Hence this is what our Lord was insisting upon with Peter. Peter took the ground that, because he was of God, he did not need to have his feet washed by Christ. Christ, on the contrary, insisted that unless He washed him—washed his feet, that is, even as a believer, as a disciple, as one that had new life, “If I wash thee not, thou hast no part with me.” I refer not to the original washing, but to that which is done day by day in our passage through this world; that is, it is not merely a question of life, but of having a portion with Christ. It is not merely a question of having it by and by, but of having it now. He was going on high, and there is one of the wonders of Christianity: it gives the believer a present part with Christ. No doubt that is just the token and loving pledge of an eternal part with Christ; but I do not think that it is merely the eternal that is referred to here. Rather it is the letting us in now, and the making good now of what is eternal in its own character and consequence. And that again is another truth that characterizes Christianity very much more largely than this particular part of it—that is, that we are even now, according to its own nature, associated with Christ before God. He has gone there, but He would not go there till our sins could be forgiven by virtue of His blood.

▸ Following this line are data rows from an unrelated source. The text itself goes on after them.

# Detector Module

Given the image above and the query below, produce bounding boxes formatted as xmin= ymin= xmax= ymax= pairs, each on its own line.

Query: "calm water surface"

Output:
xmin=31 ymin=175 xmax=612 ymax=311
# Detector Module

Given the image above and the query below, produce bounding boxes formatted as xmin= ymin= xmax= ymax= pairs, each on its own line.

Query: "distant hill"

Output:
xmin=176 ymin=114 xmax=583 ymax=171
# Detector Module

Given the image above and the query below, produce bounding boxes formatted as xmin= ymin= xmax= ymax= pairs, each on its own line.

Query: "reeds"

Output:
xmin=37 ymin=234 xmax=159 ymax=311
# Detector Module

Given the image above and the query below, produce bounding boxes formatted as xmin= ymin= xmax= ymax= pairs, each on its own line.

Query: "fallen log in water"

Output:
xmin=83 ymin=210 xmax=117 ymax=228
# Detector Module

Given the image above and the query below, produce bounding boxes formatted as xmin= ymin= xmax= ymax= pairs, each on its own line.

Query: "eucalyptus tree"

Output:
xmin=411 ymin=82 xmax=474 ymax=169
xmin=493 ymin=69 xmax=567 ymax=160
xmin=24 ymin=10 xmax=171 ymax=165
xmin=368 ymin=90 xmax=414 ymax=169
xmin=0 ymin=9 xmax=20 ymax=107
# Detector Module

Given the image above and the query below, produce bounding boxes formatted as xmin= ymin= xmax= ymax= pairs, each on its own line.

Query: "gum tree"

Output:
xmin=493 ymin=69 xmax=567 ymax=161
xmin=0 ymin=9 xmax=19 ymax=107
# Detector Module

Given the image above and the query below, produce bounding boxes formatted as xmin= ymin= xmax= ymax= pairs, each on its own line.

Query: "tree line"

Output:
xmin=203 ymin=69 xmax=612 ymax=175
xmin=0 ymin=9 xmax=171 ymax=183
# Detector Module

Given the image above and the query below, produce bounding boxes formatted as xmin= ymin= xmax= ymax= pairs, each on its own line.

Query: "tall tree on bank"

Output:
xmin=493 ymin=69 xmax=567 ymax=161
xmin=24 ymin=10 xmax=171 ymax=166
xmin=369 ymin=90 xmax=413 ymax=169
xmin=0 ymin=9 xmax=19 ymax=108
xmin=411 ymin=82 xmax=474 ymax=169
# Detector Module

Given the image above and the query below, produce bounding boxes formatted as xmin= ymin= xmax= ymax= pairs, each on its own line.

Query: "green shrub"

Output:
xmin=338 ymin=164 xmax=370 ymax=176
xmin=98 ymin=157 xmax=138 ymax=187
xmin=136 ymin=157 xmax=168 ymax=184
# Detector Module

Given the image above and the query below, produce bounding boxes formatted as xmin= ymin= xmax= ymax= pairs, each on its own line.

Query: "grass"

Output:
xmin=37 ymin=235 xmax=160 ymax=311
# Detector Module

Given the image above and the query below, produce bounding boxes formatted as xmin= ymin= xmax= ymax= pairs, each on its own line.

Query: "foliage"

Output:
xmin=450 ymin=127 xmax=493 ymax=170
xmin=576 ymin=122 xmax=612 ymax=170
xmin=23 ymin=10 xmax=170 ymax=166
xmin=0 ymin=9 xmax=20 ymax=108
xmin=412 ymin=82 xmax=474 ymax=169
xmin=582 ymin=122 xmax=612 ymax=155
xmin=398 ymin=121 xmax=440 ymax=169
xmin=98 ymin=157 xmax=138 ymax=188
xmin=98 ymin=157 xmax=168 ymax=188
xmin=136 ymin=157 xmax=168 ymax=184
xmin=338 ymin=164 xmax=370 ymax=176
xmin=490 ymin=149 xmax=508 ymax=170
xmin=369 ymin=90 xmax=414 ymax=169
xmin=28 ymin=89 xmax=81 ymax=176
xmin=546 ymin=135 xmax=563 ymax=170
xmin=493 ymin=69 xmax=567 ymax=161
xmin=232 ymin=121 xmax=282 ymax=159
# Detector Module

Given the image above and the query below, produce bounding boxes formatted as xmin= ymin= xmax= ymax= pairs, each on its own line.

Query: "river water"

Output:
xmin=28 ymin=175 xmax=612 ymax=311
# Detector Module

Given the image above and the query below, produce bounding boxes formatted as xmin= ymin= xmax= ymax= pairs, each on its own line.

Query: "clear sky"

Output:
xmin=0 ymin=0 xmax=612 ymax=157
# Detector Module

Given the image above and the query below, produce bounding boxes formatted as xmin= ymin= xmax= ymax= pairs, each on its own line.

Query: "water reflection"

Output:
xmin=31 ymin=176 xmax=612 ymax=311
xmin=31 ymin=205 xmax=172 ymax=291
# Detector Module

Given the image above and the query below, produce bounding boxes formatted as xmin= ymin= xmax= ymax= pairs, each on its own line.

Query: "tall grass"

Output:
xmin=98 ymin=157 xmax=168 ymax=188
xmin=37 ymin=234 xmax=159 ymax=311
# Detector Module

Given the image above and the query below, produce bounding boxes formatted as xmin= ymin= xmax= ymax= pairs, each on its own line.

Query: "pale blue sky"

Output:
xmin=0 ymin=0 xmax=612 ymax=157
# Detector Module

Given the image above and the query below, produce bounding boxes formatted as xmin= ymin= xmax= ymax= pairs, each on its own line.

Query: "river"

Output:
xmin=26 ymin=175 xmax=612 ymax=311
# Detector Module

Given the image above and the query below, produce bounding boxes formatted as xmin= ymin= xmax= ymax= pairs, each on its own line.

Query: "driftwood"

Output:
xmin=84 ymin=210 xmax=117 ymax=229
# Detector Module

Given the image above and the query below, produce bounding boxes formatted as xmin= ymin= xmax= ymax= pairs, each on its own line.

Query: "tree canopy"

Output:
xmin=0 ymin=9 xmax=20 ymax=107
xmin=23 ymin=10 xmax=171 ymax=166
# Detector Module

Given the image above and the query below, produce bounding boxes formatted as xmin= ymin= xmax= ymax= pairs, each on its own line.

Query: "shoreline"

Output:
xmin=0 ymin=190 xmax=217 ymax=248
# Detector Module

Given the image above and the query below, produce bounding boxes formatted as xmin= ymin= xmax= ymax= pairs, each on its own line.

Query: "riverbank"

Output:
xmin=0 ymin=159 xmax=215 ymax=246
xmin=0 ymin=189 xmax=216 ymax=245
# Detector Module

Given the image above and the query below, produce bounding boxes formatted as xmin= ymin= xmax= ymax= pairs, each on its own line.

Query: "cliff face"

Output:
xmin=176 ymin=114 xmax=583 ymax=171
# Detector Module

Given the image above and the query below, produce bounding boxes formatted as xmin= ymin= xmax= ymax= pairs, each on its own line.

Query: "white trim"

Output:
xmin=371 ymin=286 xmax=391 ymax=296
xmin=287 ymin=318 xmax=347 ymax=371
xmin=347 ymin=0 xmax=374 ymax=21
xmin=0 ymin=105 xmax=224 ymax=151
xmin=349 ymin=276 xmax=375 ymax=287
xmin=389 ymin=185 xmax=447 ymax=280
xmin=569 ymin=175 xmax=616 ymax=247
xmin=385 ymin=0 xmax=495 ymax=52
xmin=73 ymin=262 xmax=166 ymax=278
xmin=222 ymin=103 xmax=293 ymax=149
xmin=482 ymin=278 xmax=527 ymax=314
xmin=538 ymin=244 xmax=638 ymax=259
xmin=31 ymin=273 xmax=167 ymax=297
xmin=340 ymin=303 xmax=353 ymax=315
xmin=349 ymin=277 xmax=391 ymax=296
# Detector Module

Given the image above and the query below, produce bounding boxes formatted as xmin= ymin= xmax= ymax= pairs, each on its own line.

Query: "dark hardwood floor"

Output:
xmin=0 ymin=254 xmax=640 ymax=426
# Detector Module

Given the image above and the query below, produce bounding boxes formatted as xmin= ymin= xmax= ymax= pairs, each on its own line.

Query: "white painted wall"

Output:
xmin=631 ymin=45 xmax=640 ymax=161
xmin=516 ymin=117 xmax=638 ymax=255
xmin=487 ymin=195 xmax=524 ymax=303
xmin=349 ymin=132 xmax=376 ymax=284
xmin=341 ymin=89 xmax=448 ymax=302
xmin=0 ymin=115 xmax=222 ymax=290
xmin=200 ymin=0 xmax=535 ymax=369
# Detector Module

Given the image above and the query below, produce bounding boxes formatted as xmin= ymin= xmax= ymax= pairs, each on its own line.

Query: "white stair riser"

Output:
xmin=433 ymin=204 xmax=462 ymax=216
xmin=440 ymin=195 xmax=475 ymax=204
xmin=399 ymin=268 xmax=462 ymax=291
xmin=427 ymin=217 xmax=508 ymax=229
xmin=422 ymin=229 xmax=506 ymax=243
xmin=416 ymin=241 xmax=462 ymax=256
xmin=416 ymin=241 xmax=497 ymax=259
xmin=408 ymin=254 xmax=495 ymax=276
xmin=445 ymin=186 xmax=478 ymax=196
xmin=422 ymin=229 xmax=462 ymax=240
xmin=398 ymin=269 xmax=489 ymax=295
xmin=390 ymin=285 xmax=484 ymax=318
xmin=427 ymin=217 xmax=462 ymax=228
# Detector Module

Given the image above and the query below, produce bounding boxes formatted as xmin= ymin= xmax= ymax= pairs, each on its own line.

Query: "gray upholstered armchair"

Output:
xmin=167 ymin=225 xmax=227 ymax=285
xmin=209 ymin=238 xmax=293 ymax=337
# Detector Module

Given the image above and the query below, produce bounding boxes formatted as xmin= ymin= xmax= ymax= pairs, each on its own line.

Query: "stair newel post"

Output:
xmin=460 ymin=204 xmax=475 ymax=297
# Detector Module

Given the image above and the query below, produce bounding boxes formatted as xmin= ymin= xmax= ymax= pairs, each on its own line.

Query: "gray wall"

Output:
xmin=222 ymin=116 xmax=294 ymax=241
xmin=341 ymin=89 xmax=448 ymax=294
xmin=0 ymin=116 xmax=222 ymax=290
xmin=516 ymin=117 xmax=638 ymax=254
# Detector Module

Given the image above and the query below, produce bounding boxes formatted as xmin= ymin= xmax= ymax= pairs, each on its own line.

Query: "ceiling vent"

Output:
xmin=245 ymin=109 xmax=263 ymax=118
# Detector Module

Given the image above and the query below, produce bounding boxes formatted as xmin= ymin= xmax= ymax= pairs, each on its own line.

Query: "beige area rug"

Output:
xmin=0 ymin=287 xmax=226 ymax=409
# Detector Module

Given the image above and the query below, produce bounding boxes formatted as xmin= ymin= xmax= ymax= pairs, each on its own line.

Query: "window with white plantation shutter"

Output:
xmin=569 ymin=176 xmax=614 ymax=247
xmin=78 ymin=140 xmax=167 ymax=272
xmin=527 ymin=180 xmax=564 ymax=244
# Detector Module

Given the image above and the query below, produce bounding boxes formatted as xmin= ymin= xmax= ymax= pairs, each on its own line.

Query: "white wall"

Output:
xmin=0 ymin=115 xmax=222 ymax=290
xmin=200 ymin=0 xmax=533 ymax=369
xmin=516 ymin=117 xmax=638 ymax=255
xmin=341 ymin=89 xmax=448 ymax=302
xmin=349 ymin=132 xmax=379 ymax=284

But more than this, He would secure our having a present enjoyment, a present fellowship and communion with Himself where He is gone into the presence of God. And I do not believe that we ever have the proper measure for our walking, the standard of what we are to cultivate, unless we enter into this, that it is not merely a cleansing for our heart—the Jewish people will have that by and by in the millennium, and will have such a cleansing as will suit them as God's people on the earth; but that is not what characterizes the Christian—it is the practical cleansing, to have communion with Him where He is gone, suitably to God and His presence while we are here on the earth. That is the meaning of the washing of the feet, and the object of it. “If I wash thee not, thou hast no part with me.” It is not exactly “a part in me,” for that he had. Life is, as far as that goes, a part in Christ; but the Lord will give us more than that. In virtue of our having life, or along with it at any rate, He will also give us this proof of His own perfect love and desire. For there is nothing that shows the perfection of love more than this—the One that loves us entering the highest and most glorious place that is conceivable, and fitting us for present association with that place where He is gone; and this is what Christ would give us the sense of while we are passing through this world. No wonder Peter could not understand it then. His fault was impatience, not his want of intelligence, but his want of confidence in the Lord and of waiting to learn.